Does the Python Software Foundation License permit relicensing to the GNU GPLv3 (or v2)?
You cannot re-license the individual PSFL-licensed work, because you are not the copyright holder and the copyright holder has not permitted you to do so. Python will remain under the PSFL; the only way to change this is for the copyright holder to issue it under a different license.
Instead, however, if you are merely interested in combining a PSFL-licensed work with GPL-licensed code, then you are interested in the question of whether the PSFL is GPL compatible.
The Free Software Foundation says of Python licensing for various versions:
License of Python 2.0.1, 2.1.1, and newer versions
This is a free software license and is compatible with the GNU GPL. Please note, however, that intermediate versions of Python (1.6b1, through 2.0 and 2.1) are under a different license (see below).
License of Python 1.6a2 and earlier versions (#Python1.6a2)
This is a free software license and is compatible with the GNU GPL. Please note, however, that newer versions of Python are under other licenses (see above and below).
License of Python 1.6b1 through 2.0 and 2.1
This is a free software license but is incompatible with the GNU GPL. The primary incompatibility is that this Python license is governed by the laws of the State of Virginia, in the USA, and the GPL does not permit this.
As long as you're not using a version of Python between 1.6b1 and 2.0 or version 2.1, your copy of Python is compatible with the GPL.
GPL compatibility does not allow you to simply relicense the Python interpreter in isolation, but it does mean that you can combine the interpreter with other works that are licensed under the GPL and license the entire combined work under the GPL, as required by the GPL.
In other words, you can comply with both licenses' requirements simultaneously.
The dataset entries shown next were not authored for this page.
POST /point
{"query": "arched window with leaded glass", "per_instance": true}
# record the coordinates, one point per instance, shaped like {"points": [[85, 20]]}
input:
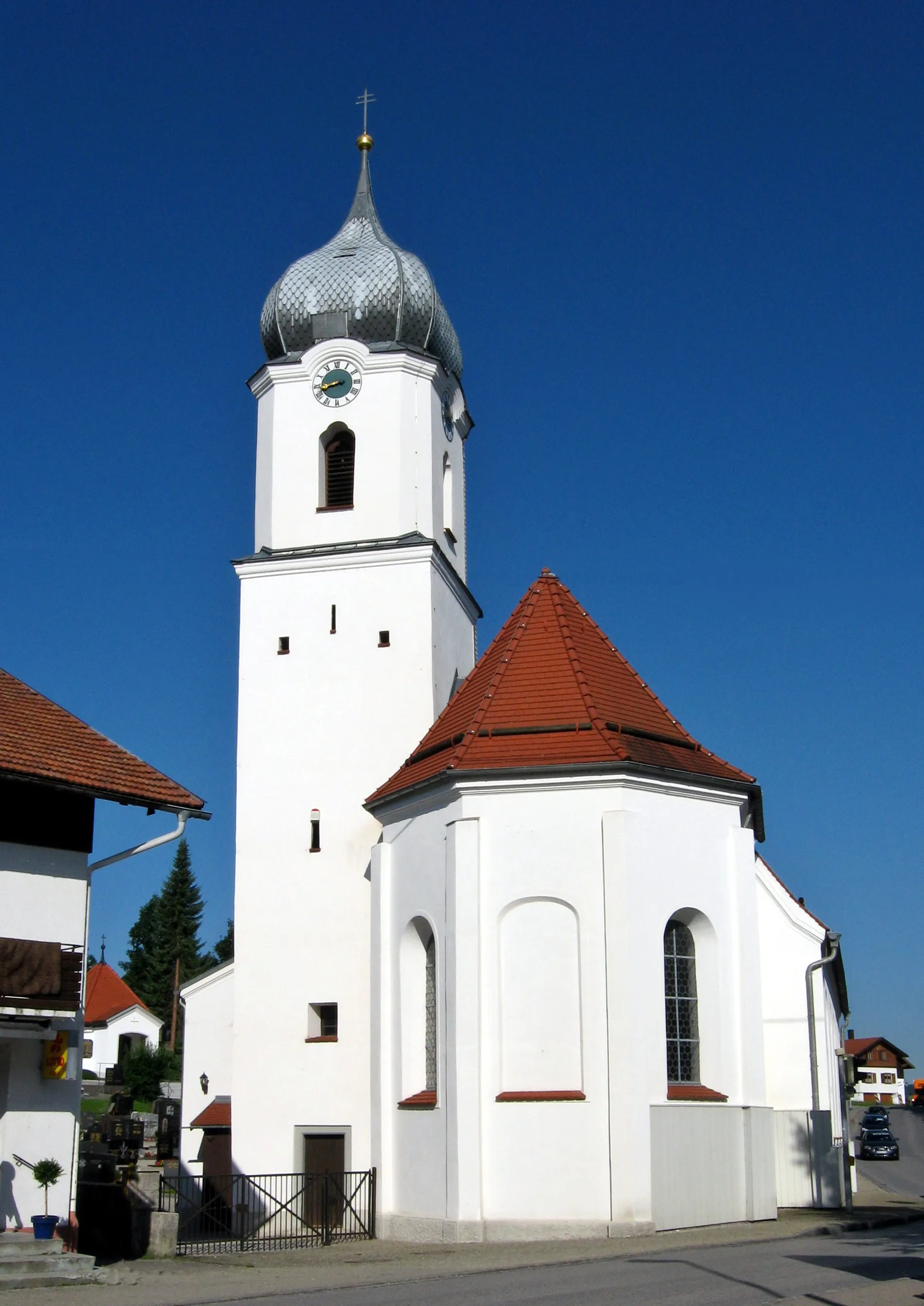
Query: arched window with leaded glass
{"points": [[430, 1015], [680, 1005]]}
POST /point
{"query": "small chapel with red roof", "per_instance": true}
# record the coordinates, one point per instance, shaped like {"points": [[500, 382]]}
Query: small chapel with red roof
{"points": [[502, 932], [115, 1020]]}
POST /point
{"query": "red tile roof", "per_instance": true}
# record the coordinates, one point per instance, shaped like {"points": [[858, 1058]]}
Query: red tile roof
{"points": [[217, 1114], [41, 741], [552, 692], [108, 994], [860, 1047]]}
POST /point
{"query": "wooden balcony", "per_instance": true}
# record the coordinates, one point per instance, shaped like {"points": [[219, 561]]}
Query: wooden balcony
{"points": [[37, 976]]}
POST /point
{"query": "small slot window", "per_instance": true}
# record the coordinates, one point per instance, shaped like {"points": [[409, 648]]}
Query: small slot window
{"points": [[322, 1023]]}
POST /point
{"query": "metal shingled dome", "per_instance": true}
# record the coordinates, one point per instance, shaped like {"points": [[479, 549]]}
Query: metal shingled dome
{"points": [[361, 285]]}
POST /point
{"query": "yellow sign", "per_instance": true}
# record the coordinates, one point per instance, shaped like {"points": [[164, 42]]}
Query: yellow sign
{"points": [[55, 1062]]}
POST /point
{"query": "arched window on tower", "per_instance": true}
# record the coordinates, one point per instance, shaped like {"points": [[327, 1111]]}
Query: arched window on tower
{"points": [[419, 1026], [448, 497], [680, 1005], [340, 457], [430, 1015]]}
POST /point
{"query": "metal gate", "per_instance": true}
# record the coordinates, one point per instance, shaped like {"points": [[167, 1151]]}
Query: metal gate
{"points": [[269, 1213]]}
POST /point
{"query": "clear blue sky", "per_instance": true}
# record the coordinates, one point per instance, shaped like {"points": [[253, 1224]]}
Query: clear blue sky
{"points": [[682, 246]]}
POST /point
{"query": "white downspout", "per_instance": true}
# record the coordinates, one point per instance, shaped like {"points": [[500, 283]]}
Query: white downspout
{"points": [[182, 818], [834, 943]]}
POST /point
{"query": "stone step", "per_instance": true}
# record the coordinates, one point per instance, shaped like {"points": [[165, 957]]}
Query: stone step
{"points": [[46, 1271], [16, 1246], [47, 1279]]}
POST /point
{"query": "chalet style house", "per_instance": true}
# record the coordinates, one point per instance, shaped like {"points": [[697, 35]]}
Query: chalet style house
{"points": [[880, 1070], [53, 770]]}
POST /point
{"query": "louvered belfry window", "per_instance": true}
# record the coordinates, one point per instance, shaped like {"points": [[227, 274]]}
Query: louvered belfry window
{"points": [[339, 463], [680, 1003], [431, 1015]]}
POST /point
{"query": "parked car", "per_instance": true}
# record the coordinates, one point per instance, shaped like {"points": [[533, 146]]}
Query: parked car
{"points": [[879, 1146], [876, 1118]]}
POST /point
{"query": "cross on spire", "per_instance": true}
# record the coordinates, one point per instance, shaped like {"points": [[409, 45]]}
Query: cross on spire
{"points": [[366, 100]]}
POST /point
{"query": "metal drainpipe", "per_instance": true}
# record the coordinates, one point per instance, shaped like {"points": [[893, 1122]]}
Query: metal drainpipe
{"points": [[182, 818], [834, 943], [845, 1114]]}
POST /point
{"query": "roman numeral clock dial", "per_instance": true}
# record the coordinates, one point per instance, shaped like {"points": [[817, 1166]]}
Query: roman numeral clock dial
{"points": [[337, 383]]}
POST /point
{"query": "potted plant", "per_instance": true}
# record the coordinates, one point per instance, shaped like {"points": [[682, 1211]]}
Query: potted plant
{"points": [[46, 1173]]}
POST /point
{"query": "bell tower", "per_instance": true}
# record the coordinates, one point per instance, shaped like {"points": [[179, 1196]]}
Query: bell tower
{"points": [[355, 627]]}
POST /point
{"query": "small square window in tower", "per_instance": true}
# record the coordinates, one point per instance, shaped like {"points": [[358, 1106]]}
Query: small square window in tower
{"points": [[322, 1023]]}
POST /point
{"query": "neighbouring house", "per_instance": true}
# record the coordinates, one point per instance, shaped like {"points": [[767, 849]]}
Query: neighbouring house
{"points": [[115, 1020], [53, 771], [880, 1070], [208, 1034]]}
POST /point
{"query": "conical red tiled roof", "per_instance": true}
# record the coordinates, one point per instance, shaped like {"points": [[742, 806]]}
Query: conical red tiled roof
{"points": [[108, 994], [41, 741], [552, 691]]}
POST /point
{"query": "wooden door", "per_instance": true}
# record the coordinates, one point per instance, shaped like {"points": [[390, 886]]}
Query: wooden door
{"points": [[324, 1161]]}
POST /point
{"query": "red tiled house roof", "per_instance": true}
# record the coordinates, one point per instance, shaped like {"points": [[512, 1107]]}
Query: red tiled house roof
{"points": [[552, 692], [217, 1114], [860, 1047], [108, 994], [42, 742]]}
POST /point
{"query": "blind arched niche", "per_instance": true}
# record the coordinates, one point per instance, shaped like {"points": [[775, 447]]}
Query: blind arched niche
{"points": [[541, 998]]}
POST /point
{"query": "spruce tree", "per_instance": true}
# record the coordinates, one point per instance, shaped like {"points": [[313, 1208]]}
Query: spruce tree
{"points": [[142, 969], [179, 951], [225, 947]]}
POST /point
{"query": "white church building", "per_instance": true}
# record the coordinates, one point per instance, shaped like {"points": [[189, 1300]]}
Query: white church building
{"points": [[538, 979]]}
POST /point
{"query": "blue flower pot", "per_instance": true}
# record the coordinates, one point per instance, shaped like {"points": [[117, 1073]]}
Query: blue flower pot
{"points": [[43, 1227]]}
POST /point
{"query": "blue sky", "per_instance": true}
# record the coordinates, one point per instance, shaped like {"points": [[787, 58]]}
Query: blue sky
{"points": [[682, 249]]}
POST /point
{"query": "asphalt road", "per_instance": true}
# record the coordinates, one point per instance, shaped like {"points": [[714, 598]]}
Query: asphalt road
{"points": [[738, 1275], [906, 1176]]}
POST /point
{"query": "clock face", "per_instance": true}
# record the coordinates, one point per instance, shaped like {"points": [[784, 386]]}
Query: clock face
{"points": [[447, 407], [337, 383]]}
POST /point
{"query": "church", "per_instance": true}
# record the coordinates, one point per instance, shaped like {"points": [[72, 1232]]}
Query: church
{"points": [[502, 930]]}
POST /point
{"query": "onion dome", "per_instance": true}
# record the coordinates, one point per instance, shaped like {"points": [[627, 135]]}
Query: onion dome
{"points": [[361, 285]]}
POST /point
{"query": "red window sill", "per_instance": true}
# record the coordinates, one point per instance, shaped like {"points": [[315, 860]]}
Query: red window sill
{"points": [[544, 1095], [425, 1101], [693, 1093]]}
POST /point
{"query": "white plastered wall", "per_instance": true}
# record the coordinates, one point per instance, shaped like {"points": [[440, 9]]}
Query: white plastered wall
{"points": [[136, 1022], [401, 444], [324, 725], [618, 860], [45, 894]]}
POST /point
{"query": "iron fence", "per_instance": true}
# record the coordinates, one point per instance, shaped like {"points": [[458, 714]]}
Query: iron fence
{"points": [[269, 1213]]}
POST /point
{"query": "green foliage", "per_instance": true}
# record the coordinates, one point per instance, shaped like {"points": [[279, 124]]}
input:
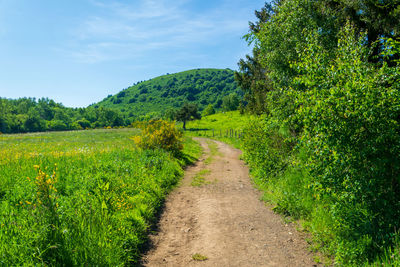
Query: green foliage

In the particular case of the GPL, this is possible because the set of restrictions imposed by the Python license is a subset of those imposed by the GPL.
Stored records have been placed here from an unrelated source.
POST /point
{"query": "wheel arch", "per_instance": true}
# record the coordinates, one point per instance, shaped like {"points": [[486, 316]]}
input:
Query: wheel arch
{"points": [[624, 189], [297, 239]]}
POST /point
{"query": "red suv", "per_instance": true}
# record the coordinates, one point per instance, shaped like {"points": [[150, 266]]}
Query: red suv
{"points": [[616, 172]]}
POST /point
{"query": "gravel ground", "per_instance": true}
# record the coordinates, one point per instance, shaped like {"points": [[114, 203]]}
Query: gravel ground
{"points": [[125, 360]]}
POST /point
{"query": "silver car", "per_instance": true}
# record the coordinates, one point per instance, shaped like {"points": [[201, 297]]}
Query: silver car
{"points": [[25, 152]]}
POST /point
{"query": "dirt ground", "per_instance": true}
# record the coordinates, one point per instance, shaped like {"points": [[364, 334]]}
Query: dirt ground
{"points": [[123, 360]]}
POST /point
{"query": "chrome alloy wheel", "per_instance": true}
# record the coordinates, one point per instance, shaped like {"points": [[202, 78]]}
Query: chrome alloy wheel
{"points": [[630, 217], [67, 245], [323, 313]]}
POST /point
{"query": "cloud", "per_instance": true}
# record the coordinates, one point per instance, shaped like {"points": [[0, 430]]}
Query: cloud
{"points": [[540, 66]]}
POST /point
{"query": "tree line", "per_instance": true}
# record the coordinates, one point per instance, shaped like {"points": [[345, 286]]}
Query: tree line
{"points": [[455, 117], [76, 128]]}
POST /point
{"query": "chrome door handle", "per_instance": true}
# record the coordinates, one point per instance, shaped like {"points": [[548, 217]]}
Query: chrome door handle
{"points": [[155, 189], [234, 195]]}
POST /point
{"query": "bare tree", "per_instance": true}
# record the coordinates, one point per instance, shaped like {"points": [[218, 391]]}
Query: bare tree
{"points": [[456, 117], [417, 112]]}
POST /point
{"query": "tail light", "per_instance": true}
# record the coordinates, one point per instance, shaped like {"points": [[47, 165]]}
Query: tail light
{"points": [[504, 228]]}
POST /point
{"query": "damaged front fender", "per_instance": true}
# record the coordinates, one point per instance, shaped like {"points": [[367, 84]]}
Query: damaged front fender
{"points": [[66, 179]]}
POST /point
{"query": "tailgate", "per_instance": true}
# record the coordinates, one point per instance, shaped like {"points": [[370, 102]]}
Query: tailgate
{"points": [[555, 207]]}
If you get some code under the Python license, and you add some code you license under GPL, the result has to be licensed under the more restrictive license, i.e., GPL.
In any case, doing so is damaging. Your combination will become a pariah in the larger Python community, as it can't be included without tainting all. This is a sure recipe to have it die on the wine. The community will probably see you as disruptive, and shun you. Everybody loses.